Football’s Pacifism: Mike Bianchi, Nick Saban and War Analogies

Mike Bianchi is an unhappy cat.  A writer for the Orlando Sentinel, Bianchi wrote a piece criticizing Alabama football coach Nick Saban for using … a military reference?


You can read his drivel here, but with a title like “Shame on Nick Saban for comparing Jim Tressel to a fallen soldier,” you knew that Bianchi was going to bitch and moan about military references.

I have never understood the over-sensitivity to war references in relation to football.  Military references are probably more apropos for football than any other sport.  Yet, such references make Bianchi’s asshole tighten up so much he could suck up buttermilk with it.  He claims that Saban “disgustingly compared ousted football coach Jim Tressel to a fallen soldier.”  He goes on to chastise Saban for comparing Alabama’s 2007 loss to Louisiana-Monroe to the “catastrophic national tragedies of 9/11 and Pearl Harbor.”

Again, huh?

First off, the real tragedy is that Bianchi is on point in questioning the “honor among thieves” and the lack of criticism of Tressel from college football coaches.  To be fair, football coaches rarely criticize other coaches publicly.  But much of what Bianchi writes on this subject is quite good.  That is what is “disgusting” [if you must go that far].

But comparing football to military is somehow wrong?  I do not get that.  Some will say that it is insensitive, but that is far-fetched.  Are some, like Bianchi, suggesting that it can never be referenced?  Or, do we have to wait until the “time is right”?  But if that is the case, then when will that be?  Tomorrow?  Next year?  Next century?  Why is it “insensitive” to reference war with football, but not religion — as in football is a religion in the South?  Or why is no one getting up in arms when violent rhetoric, such as “it is a massacre” or “that wide out was annihilated,” is used?  So, suddenly, only war references are taboo?

Have people like Bianchi never heard of the Border War?  Kansas v. Missouri?  Wait, bad example.  Well, how about the Holy War (BYU v. Utah), or the Civil War (Oregon v. Oregon State)?  What about the Battle for the Victory Bell (Cincinnati v.

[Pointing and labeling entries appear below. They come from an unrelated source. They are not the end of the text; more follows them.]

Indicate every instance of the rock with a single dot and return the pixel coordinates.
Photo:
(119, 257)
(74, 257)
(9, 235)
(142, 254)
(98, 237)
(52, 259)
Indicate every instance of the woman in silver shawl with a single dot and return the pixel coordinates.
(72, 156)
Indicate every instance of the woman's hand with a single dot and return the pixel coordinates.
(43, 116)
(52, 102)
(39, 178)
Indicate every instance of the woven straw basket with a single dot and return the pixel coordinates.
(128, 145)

Miami U.), Battle of the Palmetto State (Clemson v. South Carolina), Battle of I-75 (Bowling Green v. Toledo), or the more recent [i.e., post-9/11]  Battle for the Bones (Memphis v. UAB)?  What about all the prior references to “going to war” and “battling in the trenches”?  Hell, military philosophies from Halford Mackinder to Alexander de Seversky are actually applicable in college football!  Where was the outrage then?  Where was the outrage during and after World War II?  Where was the disgust to military references prior to 9/11?

They did not exist!  No one had a problem with it then.  No one was claiming that war references were offensive to those fighting in Kuwait in the early 1990s.  The references to battling in the trenches and the Civil War were used then and they are still used today.  Even new “battles” — Battle for the Bones — have been invented.  The over-sensitivity concerning military references in football in the post-9/11 era is insincere.  It is insincere because people like Bianchi only become vocal on the issue when it is negatively referenced…or it comes from someone that people dislike — like Saban; like Kellen Winslow, Jr. [“I’m a fuckin’ soldier!”].  Otherwise, the cliches and rivalries “fight on” in the rhetoric of college football, even if there is a slow move towards the pacification of football referencing.

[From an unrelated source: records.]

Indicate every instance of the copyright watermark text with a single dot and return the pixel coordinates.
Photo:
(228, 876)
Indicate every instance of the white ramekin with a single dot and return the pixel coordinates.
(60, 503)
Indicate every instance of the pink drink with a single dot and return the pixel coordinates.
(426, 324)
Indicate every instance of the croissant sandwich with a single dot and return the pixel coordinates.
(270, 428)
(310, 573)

Perhaps Bianchi has an axe to grind with Nick Saban.  After all, he went out of his way to criticize Saban’s (rightful) depiction of agents as “pimps.”  And he miscosntrued Saban’s words in reference to the UL-Monroe game — Saban was making an historical reference to those events having a cataclysmic effect that forced change.  Saban also reference alcoholics hitting rock bottom, but no one bitched about that; I guess alcoholism is funny.  But like Kevin Scarbinsky’s unnecessary shot at Saban in his latest “article” in The Birmingham News, Bianchi does seem to have something against Saban.

All of this stated, as I noted above, Bianchi does actually make a good point.  How is Tressel still “one of the finest people in” college football?  For this, Bianchi is correct to question the sympathetic response to Tressel’s dismissal.

I suppose Saban should have referenced Communism and the Soviet Union when using “comrade.”